Radosław Sikorski w RMF FM zdradza kulisy swojego piątkowego wystąpienia w trakcie obrad Rady Bezpieczeństwa ONZ, w którym sprostował kłamstwa rosyjskiego ambasadora. Szef polskiego resortu spraw zagranicznych nie zostawił suchej nitki na Wasiliju Nebenzim. "Czasami trzeba nazwać rzeczy po imieniu. Uważałem, że tego nie wolno puścić płazem" – mówił Sikorski w rozmowie z amerykańskim korespondentem RMF FM Pawłem Żuchowskim.

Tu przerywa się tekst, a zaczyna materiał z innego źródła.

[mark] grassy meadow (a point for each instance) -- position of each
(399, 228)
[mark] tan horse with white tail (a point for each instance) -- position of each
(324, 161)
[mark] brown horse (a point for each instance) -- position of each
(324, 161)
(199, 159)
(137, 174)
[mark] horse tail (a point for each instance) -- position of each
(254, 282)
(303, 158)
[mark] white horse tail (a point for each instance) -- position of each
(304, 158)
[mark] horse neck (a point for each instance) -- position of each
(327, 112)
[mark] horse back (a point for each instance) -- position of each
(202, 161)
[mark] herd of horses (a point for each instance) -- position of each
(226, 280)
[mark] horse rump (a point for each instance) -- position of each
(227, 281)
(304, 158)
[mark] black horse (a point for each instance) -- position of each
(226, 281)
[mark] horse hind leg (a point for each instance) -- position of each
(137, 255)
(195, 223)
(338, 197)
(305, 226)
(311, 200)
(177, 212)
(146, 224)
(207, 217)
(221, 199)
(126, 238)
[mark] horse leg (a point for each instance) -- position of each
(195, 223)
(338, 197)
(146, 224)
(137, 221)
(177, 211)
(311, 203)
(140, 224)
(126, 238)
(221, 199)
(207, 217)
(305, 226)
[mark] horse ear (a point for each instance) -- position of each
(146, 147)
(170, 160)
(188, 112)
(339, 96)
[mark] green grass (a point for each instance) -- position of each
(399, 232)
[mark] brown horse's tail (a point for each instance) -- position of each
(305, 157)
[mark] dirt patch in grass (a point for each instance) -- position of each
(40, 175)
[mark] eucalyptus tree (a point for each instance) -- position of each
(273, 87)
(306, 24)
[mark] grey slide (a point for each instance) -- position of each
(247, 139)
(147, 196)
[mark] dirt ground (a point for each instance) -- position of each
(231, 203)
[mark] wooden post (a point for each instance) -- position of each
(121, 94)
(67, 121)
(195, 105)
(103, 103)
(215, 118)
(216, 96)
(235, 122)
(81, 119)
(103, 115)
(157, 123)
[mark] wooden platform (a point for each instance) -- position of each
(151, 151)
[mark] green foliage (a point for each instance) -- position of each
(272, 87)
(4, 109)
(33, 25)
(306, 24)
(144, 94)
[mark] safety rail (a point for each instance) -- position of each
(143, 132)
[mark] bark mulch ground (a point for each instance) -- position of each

Radosław Sikorski, który przebywa obecnie z wizytą w Stanach Zjednoczonych, wystąpił w piątek w obradach Rady Bezpieczeństwa ONZ na temat Ukrainy z okazji 2. rocznicy rosyjskiej inwazji. Minister spraw zagranicznych swoje wystąpienie poświęcił obalaniu tez wygłoszonych wcześniej przez ambasadora Rosji przy ONZ Wasilija Nebenzię, które - jak stwierdził - były zdumiewające.
Rosyjski dyplomata wygłosił kilkunastominutową tyradę, obwiniając o wojnę Stany Zjednoczone i Zachód. Jeszcze przed rozpoczęciem debaty obraził zaś obecnych na sali szefów dyplomacji państw europejskich, określając ich "osobami nazywającymi się ministrami spraw zagranicznych" i twierdząc, że w istocie takiej funkcji nie pełnią, bo nie prowadzą niezależnej polityki. Zapowiedział też, że nie będzie słuchał ich wystąpień.